Setting boundaries as a stay at home mom can be difficult but it’s necessary for maintaining personal sanity and peace within the household. Establishing priorities, communicating needs clearly and consistently, and enforcing consequences when necessary are all key components of successful boundary-setting for stay at home moms everywhere.

If people refuse to respect your boundaries, that’s a huge red flag that shouldn’t be overlooked.

Setting Boundaries in Your Home

As a stay-at-home mom, you are constantly pulled in many different directions by your children, spouse, housework and other obligations. Setting boundaries can help you focus on what matters most—you! You need to make sure that people respect your decisions and routines in your households so that you can get the self care that you need and deserve. This means setting limits on how much time you spend with family or friends, what tasks you will take on for them, etc. 

Be mindful of how much help or advice people ask from you—and be honest about what kind of help or advice that can provide without sacrificing too much of yourself—and make sure they respect those boundaries too! Finally, don’t forget to give yourself some grace when setting these boundaries—it can take some practice before they become natural!  

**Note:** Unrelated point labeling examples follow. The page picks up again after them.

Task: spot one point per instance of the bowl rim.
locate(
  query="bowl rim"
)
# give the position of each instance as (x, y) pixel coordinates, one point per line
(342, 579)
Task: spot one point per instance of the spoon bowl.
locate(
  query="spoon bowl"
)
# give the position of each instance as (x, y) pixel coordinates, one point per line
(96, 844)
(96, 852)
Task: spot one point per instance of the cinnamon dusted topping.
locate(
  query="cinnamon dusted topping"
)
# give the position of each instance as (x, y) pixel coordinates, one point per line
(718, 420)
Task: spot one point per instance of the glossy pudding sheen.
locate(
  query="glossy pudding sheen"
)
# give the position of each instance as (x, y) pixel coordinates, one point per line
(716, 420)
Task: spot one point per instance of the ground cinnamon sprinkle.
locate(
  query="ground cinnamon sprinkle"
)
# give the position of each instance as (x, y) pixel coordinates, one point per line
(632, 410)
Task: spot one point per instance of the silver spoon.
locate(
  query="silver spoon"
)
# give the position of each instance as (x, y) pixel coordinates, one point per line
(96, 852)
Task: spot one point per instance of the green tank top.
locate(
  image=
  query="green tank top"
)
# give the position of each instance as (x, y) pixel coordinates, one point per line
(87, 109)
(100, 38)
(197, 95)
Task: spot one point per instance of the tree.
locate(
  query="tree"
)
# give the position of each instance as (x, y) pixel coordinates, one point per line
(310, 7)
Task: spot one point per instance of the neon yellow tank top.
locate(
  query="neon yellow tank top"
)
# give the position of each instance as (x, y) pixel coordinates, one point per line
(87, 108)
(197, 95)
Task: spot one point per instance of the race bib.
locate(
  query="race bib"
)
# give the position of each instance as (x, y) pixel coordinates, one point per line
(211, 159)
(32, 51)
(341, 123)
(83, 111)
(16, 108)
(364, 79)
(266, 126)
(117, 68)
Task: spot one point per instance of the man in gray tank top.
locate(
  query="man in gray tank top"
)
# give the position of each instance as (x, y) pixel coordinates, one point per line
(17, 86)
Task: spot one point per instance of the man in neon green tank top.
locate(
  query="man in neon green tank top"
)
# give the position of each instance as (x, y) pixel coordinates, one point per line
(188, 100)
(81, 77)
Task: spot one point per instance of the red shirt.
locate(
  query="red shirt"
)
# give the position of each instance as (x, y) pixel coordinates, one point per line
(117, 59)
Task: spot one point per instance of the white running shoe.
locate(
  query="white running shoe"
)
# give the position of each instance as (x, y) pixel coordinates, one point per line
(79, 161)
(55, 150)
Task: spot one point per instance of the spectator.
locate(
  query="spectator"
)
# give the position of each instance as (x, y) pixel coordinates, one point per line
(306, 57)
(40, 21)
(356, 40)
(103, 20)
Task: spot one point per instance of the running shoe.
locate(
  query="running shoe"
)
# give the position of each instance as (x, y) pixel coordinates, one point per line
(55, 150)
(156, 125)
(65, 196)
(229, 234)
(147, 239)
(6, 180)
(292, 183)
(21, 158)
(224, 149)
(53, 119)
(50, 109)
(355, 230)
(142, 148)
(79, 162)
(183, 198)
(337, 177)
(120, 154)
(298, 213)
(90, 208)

Taking care of yourself as a stay at home mom is essential for both your physical and mental health —and setting healthy boundaries with friends and family helps ensure that happens! Remember to clearly communicate what those are so that everyone respects them — even if not everyone likes them — and don’t forget to give yourself some grace along the way as well! The more comfortable we become setting these kinds of boundaries, the easier it becomes – allowing us all to enjoy our roles as stay at home moms even more!

How do you set boundaries in your home?